Il s’agit d’un mécanisme psychique et idéologique qui permet de ne pas se sentir impliqué. Un biais cognitif, ou un dispositif de défense, destiné à protéger sa propre humanité de ce qu’elle pourrait avoir à reconnaître : qu’elle est peut-être du mauvais côté de l’histoire.
D’un côté, les enfants démembrés, les cris étouffés sous les gravats, les petits corps emmaillotés dans des sacs plastiques. De l’autre, les combattants palestiniens, l’ennemi, la menace, l’archétype de la violence à anéantir. Et entre ces deux mondes, un vide. Et entre eux, rien. Aucun pont. Aucun lien symbolique. Ce lien, on le nie sans même y penser. Les victimes ne sont pas vues comme les enfants, les frères et les sœurs de ceux que l’on combat. Ces "ennemis" demeurent invisibles, privés d’image, de visage. Ce contraste est saisissant et accentue l’idée de deux mondes parallèles, séparés.

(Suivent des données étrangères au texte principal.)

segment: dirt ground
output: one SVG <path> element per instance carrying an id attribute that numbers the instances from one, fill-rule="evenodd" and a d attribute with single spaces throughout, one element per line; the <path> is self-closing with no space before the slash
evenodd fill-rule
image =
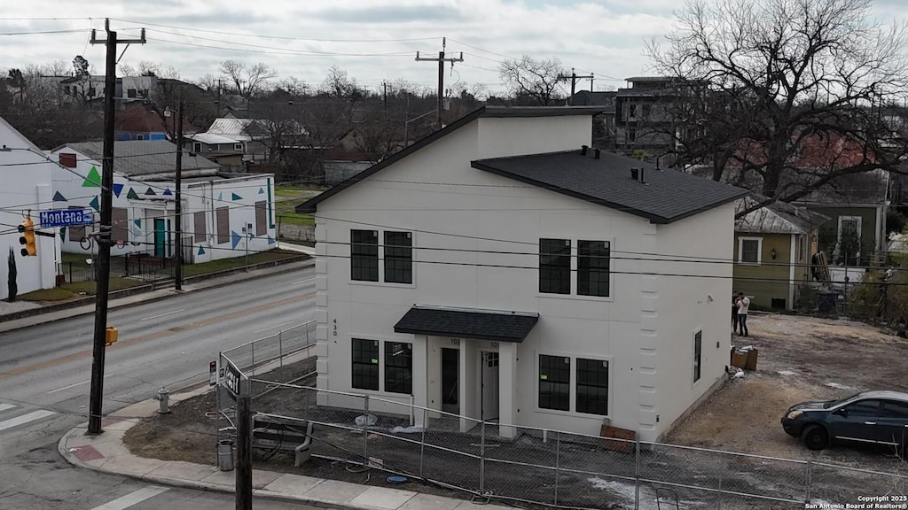
<path id="1" fill-rule="evenodd" d="M 745 372 L 743 378 L 730 378 L 696 408 L 687 419 L 676 427 L 666 438 L 666 443 L 771 457 L 809 459 L 885 473 L 908 474 L 908 463 L 898 458 L 893 452 L 849 446 L 833 446 L 820 452 L 807 450 L 797 440 L 785 434 L 779 423 L 782 414 L 789 406 L 804 400 L 846 397 L 866 389 L 908 391 L 908 378 L 905 377 L 908 368 L 906 360 L 908 340 L 865 324 L 795 316 L 755 314 L 749 319 L 749 327 L 750 337 L 745 338 L 733 336 L 732 343 L 738 347 L 752 345 L 759 350 L 757 369 Z M 293 366 L 285 367 L 284 370 L 287 377 L 294 377 L 296 374 L 310 373 L 313 368 L 314 359 L 309 358 Z M 307 382 L 314 383 L 303 380 L 300 381 L 300 384 Z M 254 400 L 253 407 L 255 406 L 258 406 L 255 410 L 262 412 L 285 416 L 312 416 L 313 417 L 310 419 L 327 423 L 351 422 L 355 415 L 361 414 L 351 412 L 350 417 L 315 417 L 321 413 L 330 413 L 331 410 L 315 406 L 311 393 L 301 390 L 278 389 L 271 392 L 268 397 Z M 191 398 L 175 406 L 170 415 L 155 415 L 143 419 L 140 425 L 126 434 L 124 442 L 131 451 L 143 456 L 213 465 L 215 439 L 223 437 L 222 435 L 218 436 L 217 429 L 218 427 L 226 425 L 223 421 L 218 422 L 214 419 L 214 392 Z M 385 423 L 387 417 L 380 419 L 383 423 L 380 425 L 388 426 L 388 423 Z M 437 437 L 432 439 L 432 442 L 443 444 L 447 447 L 463 449 L 465 453 L 470 452 L 469 448 L 475 446 L 471 442 L 477 442 L 476 437 L 463 438 L 457 435 L 450 436 L 443 431 L 436 431 L 433 435 Z M 339 458 L 347 458 L 347 452 L 358 450 L 361 442 L 360 439 L 361 436 L 358 433 L 351 435 L 350 431 L 343 429 L 320 430 L 318 436 L 320 444 L 313 446 L 313 453 Z M 523 462 L 530 462 L 532 459 L 530 464 L 548 466 L 550 459 L 547 460 L 547 457 L 552 456 L 546 448 L 550 448 L 551 445 L 537 444 L 538 439 L 523 436 L 507 447 L 501 445 L 501 455 L 518 456 Z M 407 448 L 400 446 L 402 444 L 399 441 L 391 441 L 383 446 L 384 439 L 381 436 L 370 434 L 370 456 L 380 455 L 388 466 L 408 467 L 409 471 L 405 472 L 415 472 L 417 469 L 413 462 L 420 458 L 418 450 L 408 453 L 404 451 Z M 429 440 L 428 433 L 423 436 L 423 440 Z M 320 452 L 320 449 L 323 451 Z M 562 466 L 576 456 L 577 462 L 579 463 L 578 467 L 580 465 L 597 462 L 594 467 L 602 473 L 610 473 L 612 470 L 618 475 L 633 473 L 633 456 L 626 458 L 621 454 L 603 455 L 598 448 L 594 450 L 597 451 L 592 455 L 596 456 L 597 461 L 593 461 L 591 453 L 585 454 L 586 450 L 583 447 L 577 452 L 565 450 L 562 452 Z M 683 450 L 669 450 L 671 449 L 656 449 L 641 457 L 640 467 L 650 473 L 651 479 L 659 479 L 656 477 L 658 476 L 671 476 L 674 475 L 669 475 L 669 472 L 677 471 L 679 473 L 677 476 L 690 477 L 690 483 L 696 485 L 697 478 L 702 481 L 704 477 L 721 477 L 719 472 L 734 469 L 739 478 L 737 483 L 740 485 L 737 488 L 745 494 L 759 494 L 760 490 L 770 486 L 775 487 L 770 490 L 775 490 L 780 497 L 796 498 L 803 488 L 803 484 L 798 481 L 800 480 L 798 476 L 801 476 L 800 467 L 794 465 L 768 460 L 761 463 L 759 459 L 741 459 L 739 462 L 727 456 L 723 456 L 720 461 L 707 460 L 706 456 L 699 458 L 693 452 L 686 454 Z M 373 454 L 373 451 L 376 453 Z M 685 456 L 686 455 L 690 456 Z M 489 458 L 495 456 L 496 455 L 492 454 Z M 346 463 L 337 460 L 313 458 L 303 466 L 294 468 L 292 459 L 286 455 L 278 455 L 265 460 L 260 453 L 256 458 L 255 466 L 259 468 L 360 484 L 387 485 L 384 482 L 386 475 L 380 471 L 362 472 L 351 469 Z M 512 458 L 518 460 L 517 457 Z M 450 466 L 452 457 L 441 457 L 436 460 L 440 464 L 436 464 L 435 460 L 427 461 L 427 469 L 429 469 L 429 466 Z M 600 462 L 601 466 L 598 465 Z M 735 462 L 739 462 L 739 465 L 735 465 Z M 490 471 L 487 471 L 490 485 L 514 488 L 513 484 L 523 480 L 528 483 L 527 486 L 521 489 L 527 497 L 532 497 L 530 493 L 534 493 L 535 495 L 537 491 L 540 495 L 550 493 L 550 487 L 546 486 L 542 478 L 548 476 L 550 472 L 540 470 L 539 473 L 530 473 L 526 465 L 522 465 L 517 466 L 519 473 L 510 473 L 500 466 L 496 465 L 491 474 Z M 678 466 L 686 467 L 684 470 L 678 470 L 676 468 Z M 421 468 L 422 464 L 419 463 L 419 469 Z M 793 470 L 788 479 L 785 474 L 787 469 Z M 665 470 L 667 471 L 659 475 L 659 472 Z M 462 475 L 461 477 L 467 478 L 475 474 L 474 469 L 455 471 Z M 817 491 L 833 495 L 839 494 L 837 490 L 848 491 L 850 490 L 848 487 L 859 486 L 855 484 L 860 483 L 853 479 L 855 475 L 833 471 L 816 472 L 814 486 Z M 449 470 L 447 475 L 456 473 Z M 427 475 L 436 479 L 443 479 L 445 476 L 440 473 L 427 472 Z M 844 476 L 845 477 L 843 478 Z M 679 483 L 685 481 L 681 477 L 665 479 L 675 479 Z M 592 481 L 595 480 L 587 480 L 584 477 L 572 480 L 565 477 L 558 484 L 565 488 L 576 488 L 577 494 L 586 495 L 584 497 L 595 498 L 597 508 L 614 508 L 627 504 L 627 498 L 622 502 L 620 494 L 622 491 L 633 491 L 632 485 L 628 489 L 628 486 L 616 485 L 613 481 L 599 480 L 606 485 L 593 489 L 588 486 Z M 452 478 L 450 483 L 455 482 L 462 486 L 474 485 L 471 478 L 469 480 Z M 873 480 L 869 480 L 868 484 L 873 482 Z M 410 487 L 403 488 L 464 497 L 464 493 L 461 492 L 449 491 L 431 485 L 419 485 L 417 487 L 412 486 L 412 484 L 415 482 L 411 482 Z M 868 485 L 864 486 L 868 489 L 871 487 Z M 608 488 L 608 491 L 599 490 L 603 487 Z M 610 493 L 610 495 L 607 495 L 607 492 Z M 649 494 L 647 491 L 641 494 L 644 493 Z M 642 497 L 646 499 L 646 496 L 645 495 Z M 703 497 L 702 493 L 682 495 L 682 499 L 700 501 L 700 505 L 706 504 Z M 840 497 L 845 496 L 840 494 L 839 496 L 827 500 L 838 501 Z M 653 499 L 651 494 L 649 499 Z M 545 501 L 535 497 L 534 500 Z M 588 505 L 587 501 L 589 500 L 578 500 L 577 504 L 586 506 Z M 641 508 L 657 507 L 643 503 L 645 502 L 641 501 Z M 755 506 L 745 505 L 735 507 Z"/>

Et c’est ce découplage qui rend possible l’émotion sans culpabilité, sans se sentir responsable. On peut pleurer sur les enfants sans jamais penser qu’ils sont les enfants de ceux qu’on combat. On compatit sans se compromettre. On dénonce la mort, mais jamais les logiques de guerre qui la rendent acceptable.
Ces enfants et autres victimes flottent dans un espace à part, une enclave humanitaire, déconnectée de toute histoire, de toute politique, de toute filiation.
Le vrai crime, c’est cette faculté à découpler la souffrance de la cause, à désactiver le lien entre l’horreur et la machine qui la produit.
Une manière sophistiquée de rester spectateur, bouleversé, mais intact.